Thanks! This is what I was looking for. I was sure there had to be simpler way. Although I don't really understand what is going on with what you wrote, I will definitely try to figure it out.
Here's what it's doing:
Your system basically has to worry about three things: what are we doing, how long will we be doing it and what length of pulse we need to send to the servo to achieve it.
The state variable keeps track of what we’re doing. It will be START when the arduino is powered up, then it needs to change to POWER for a while, then alternate between CENTER and SHUTTER with appropriate delays.
NextAction is the time in millis when the next state change will occur. All your state changes are time based, so we just check on every iteration of loop to see whether that time has been passed. If so, we call ChangeState to set up what to do next.
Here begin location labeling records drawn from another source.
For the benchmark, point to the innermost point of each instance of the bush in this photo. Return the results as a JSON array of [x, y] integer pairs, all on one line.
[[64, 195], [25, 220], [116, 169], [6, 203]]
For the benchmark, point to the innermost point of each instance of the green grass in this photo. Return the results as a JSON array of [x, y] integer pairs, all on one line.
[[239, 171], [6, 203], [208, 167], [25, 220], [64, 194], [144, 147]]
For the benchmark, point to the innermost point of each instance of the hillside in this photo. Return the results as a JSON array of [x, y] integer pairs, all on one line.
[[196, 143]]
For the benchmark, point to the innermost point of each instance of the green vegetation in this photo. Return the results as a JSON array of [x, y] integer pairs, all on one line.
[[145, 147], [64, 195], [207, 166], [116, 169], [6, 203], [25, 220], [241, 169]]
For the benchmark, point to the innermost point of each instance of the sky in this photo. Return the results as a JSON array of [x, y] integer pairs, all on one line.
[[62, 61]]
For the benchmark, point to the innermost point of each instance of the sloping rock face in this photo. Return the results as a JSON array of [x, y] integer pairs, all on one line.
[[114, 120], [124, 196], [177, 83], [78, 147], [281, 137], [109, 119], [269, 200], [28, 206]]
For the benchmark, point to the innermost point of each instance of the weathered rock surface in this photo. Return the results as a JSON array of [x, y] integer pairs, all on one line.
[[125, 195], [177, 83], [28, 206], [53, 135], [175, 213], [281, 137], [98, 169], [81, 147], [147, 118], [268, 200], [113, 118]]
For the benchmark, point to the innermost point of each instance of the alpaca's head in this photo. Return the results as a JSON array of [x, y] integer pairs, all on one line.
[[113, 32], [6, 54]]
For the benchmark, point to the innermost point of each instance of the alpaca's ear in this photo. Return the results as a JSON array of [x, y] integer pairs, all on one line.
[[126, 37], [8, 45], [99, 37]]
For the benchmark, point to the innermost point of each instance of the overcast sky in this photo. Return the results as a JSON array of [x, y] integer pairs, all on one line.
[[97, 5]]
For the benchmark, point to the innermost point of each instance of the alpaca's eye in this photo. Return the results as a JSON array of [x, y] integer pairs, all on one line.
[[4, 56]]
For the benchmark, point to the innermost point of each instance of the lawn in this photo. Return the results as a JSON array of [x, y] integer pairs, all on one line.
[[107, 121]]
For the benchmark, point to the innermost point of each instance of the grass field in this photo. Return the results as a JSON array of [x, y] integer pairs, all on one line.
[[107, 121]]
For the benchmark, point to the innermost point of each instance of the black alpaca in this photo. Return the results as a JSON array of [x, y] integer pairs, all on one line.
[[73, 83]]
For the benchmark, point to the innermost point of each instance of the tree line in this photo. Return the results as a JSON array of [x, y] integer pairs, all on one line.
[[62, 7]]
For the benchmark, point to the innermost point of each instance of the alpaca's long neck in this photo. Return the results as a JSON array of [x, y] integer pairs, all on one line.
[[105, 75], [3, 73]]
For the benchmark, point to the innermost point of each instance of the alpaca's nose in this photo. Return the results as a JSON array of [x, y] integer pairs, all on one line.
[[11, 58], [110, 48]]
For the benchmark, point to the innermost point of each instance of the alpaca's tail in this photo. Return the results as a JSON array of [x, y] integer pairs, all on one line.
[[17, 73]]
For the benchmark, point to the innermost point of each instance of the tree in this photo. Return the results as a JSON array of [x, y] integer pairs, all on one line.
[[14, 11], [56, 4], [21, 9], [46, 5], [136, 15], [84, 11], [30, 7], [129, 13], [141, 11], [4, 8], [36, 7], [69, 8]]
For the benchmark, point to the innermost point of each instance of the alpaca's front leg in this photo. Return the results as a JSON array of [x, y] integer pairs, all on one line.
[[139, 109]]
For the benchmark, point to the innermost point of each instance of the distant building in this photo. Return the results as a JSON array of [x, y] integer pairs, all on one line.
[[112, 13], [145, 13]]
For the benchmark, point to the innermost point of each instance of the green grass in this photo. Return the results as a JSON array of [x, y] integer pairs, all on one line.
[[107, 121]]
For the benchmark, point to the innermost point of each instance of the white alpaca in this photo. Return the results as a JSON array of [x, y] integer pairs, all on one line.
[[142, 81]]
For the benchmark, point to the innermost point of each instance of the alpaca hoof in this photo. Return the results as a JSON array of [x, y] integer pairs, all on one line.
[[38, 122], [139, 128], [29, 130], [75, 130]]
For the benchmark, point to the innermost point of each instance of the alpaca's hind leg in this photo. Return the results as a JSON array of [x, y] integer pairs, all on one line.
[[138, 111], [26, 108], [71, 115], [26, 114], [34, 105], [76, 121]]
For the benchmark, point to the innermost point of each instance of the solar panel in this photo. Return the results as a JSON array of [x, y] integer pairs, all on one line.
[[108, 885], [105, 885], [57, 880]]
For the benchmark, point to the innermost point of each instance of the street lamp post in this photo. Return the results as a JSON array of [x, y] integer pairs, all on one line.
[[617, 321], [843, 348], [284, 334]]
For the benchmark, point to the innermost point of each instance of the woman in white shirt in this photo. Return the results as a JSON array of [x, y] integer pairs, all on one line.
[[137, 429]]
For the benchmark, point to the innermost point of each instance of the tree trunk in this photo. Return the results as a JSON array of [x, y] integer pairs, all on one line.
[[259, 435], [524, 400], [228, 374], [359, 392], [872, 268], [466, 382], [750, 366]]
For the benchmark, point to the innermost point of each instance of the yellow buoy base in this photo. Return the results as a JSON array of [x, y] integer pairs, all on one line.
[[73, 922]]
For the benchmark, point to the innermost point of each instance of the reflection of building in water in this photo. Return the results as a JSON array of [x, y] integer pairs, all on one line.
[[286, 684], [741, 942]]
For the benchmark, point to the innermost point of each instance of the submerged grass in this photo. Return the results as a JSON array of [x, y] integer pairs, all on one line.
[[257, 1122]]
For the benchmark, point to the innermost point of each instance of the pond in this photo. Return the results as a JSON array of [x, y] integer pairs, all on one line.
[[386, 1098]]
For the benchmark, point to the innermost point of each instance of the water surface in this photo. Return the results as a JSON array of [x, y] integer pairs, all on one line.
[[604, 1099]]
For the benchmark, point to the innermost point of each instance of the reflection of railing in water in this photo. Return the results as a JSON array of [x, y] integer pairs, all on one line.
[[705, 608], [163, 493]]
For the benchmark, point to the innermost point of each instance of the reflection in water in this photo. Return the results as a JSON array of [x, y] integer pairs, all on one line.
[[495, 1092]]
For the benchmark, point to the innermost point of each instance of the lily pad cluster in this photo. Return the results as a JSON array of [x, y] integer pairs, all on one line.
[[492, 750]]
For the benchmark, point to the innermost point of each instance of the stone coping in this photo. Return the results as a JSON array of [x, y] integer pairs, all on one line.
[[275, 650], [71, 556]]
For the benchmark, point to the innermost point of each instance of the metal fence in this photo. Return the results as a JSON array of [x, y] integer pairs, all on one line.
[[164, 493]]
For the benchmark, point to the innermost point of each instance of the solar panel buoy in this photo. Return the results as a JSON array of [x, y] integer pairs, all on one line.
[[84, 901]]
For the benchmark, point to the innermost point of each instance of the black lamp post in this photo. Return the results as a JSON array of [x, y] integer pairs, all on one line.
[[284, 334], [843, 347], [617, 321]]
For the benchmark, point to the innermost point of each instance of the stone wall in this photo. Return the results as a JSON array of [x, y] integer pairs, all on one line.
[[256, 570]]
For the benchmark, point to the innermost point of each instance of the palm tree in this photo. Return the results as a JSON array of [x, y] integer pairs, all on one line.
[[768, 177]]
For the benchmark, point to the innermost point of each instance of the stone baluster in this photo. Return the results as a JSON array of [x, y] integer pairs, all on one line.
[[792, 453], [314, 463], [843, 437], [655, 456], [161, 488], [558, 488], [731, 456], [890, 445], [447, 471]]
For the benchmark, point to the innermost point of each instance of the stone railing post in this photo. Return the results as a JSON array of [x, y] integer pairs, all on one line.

Your state changes are simple, there are no choices to be made, if we are in one state and it’s time to change, the next state is always the same. The switch statement implements this and changes START to POWER, POWER to CENTRE, CENTRE to SHUTTER and SHUTTER to CENTRE. It also increases NextAction to the due time of the next state change so that we can stay in our new state for the desired duration. Finally, it sets the PulseWidth to whatever is appropriate for the new state and a pulse of that size will be sent to the server on each iteration of loop.
In this example, there are few states and only one event (elapsed time) to trigger state change, so the advantage of the method is somewhat limited. With more inputs & outputs and more states with a more complicated flow between them, it can be a nice way to model your system and encapsulate your change logic.